A - Asterotheca. 1, Pinnule bearing 8 synangia. 2, Synangium in side view. 3, In section, magnified.

B - Renaultia. 1, Fertile pinnule, nat size. 2, Sporangium, enlarged.

C - Dactylotheca, as in B.

D - Sturiella. Section of pinnule and synangium. a, Vascular bundle; c, hairs; b, d, annulus, magnified.

E - Oligocarpia. Sorus in surface-view, magnified.

F - Crossotheca. Fertile pinnule, bearing several tufts of microsporangia, magnified.

G - Senftenbergia. Group of annulate sporangia, magnified.

H - Hawlea. Synangium after dehiscence, magnified.

J - Urnatopteris. 1, Part of fertile pinna, nat. size. 2, Sporangia, showing apical pores, magnified.

Of the above.

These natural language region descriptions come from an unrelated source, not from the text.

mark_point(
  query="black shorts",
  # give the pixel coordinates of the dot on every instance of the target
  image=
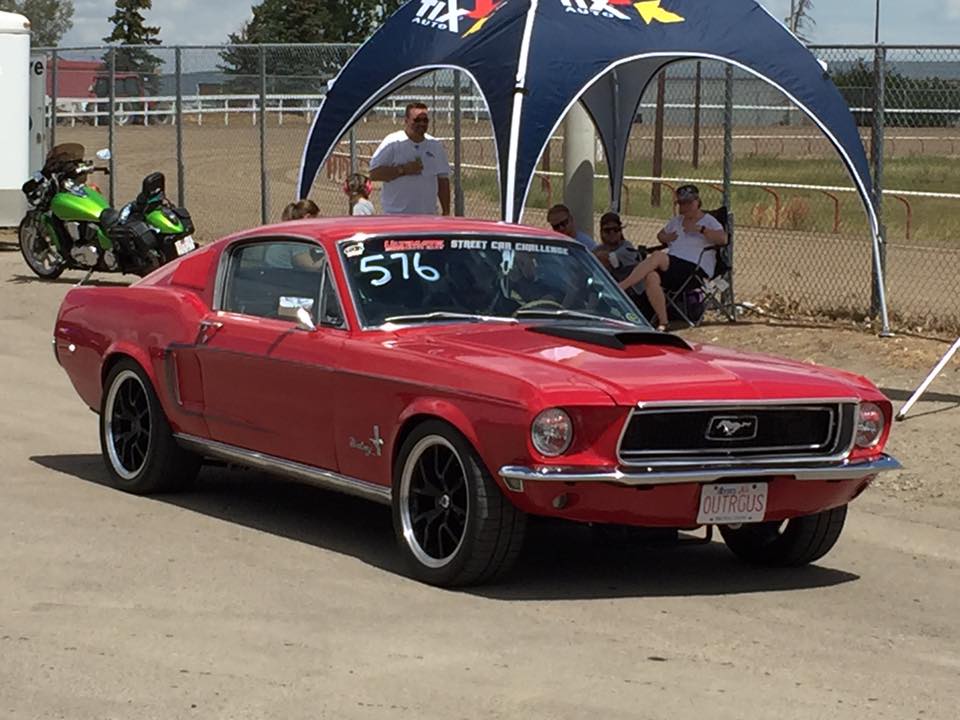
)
(679, 271)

A, D, E, G and H, probably belong to true Ferns; F is the male fructification of a Pteridosperm (Lyginodendron); the rest are of doubtful nature.

==Significance of seedless vascular plants==
The evolution of vascular plants with roots and leaves during the Devonian and early Carboniferous increased the rate of photosynthesis, and, thus, increased the rate of CO_{2} removal from the Earth's atmosphere by almost a factor of five during the Carboniferous.

==Paleoenvironments==
Asterotheca, like all seedless ferns, requires an environment with abundant water for survival. Suitable paleoenvironments include tropical everwet, tropical summerwet, warm temperate, and cool temperate biomes.